A few critical remarks. I wondered whether Norris might have explored Cavell’s anguished discussion of the Vietnam War in “The Avoidance of Love: A Reading of King Lear.” That essay has other political resonances too, dealing as it does with a weak king who pays bribes for false love, and whose avoidance of self-knowledge spawns the tragedy. Norris mostly confines his attention to Cavell’s breakthrough essay, “Thinking of Emerson,” of which he gives an excellent account, but he doesn’t have much to say about other important essays on Emerson, such as, “Aversive Thinking,” “Being Odd, Getting Even,” “Finding as Founding,” and “Emerson’s Constitutional Amending: Reading ‘Fate’.”

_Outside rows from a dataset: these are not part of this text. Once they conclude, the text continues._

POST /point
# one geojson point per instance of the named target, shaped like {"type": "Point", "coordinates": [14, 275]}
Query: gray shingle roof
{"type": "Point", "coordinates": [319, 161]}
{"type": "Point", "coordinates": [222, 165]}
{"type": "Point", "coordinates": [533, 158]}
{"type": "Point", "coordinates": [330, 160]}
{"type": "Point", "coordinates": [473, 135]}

When discussing reception’s relationship to power Norris writes: “Self-reliance, as Cavell has it, is itself the exercise not of power but of reception” (212). One must remember here that there are different kinds of power in Emerson: the raw animal spirits of the “bruisers” who bully their way through life, but also the power of the thinker or poet. The latter but not the former find their power through reception or abandonment, as Emerson states in “The Poet”:
It is a secret which every intellectual man quickly learns, that, beyond the energy of his possessed and conscious intellect, he is capable of a new energy . . . by abandonment to the nature of things; that, beside his privacy of power as an individual man, there is a great public power, on which he can draw, by . . . suffering the ethereal tides to roll and circulate through him: then he is caught up into the life of the Universe, his speech is thunder, his thought is law, and his words are universally intelligible . . . (CW 2:5).
This sort of power is to be contrasted with weakness, shame, and conformity, but not with reception.
A third, smaller point concerns Thoreau’s announced goal of waking his neighbors up. He does so in various ways, e. g. by pointing out their self-torture and lives of anxiety, but also by showing them his own life at Walden. “I do not propose to write an ode to dejection,” Thoreau writes, “but to brag as lustily as chanticleer in the morning, standing on his roost, if only to wake my neighbors up.” Norris takes from this and other quotations the idea that “if waking up means becoming conscious, then one must first become conscious of one’s lack of consciousness . . . of the fact that we are not yet thinking” (156). But might one not simply wake up, surprised, and see one’s old non-thinking life for the first time? When Thoreau writes that morning is the time when we may be “awakened by our own newly-acquired force and aspirations from within,” there is no suggestion that the awakening must be preceded by anything more than the renewed “cheerful invitation” of the dawn. And in the moment of “perfect exhilaration” that Emerson records in Nature, he is walking on the common “without having in my thoughts any occurrence of special good fortune” (CW 1:10) — nor any thoughts of a fundamental lack.
To conclude: this is a deeply researched, clearly written, engaging and provocative book. There are insights on every page, and Norris is especially good at recovering the early California Cavell of Mates, Clarke, and Austin, integrating Rousseau’s version of the social contract with ordinary language philosophy, and articulating and defending Cavell’s Emersonian Perfectionism.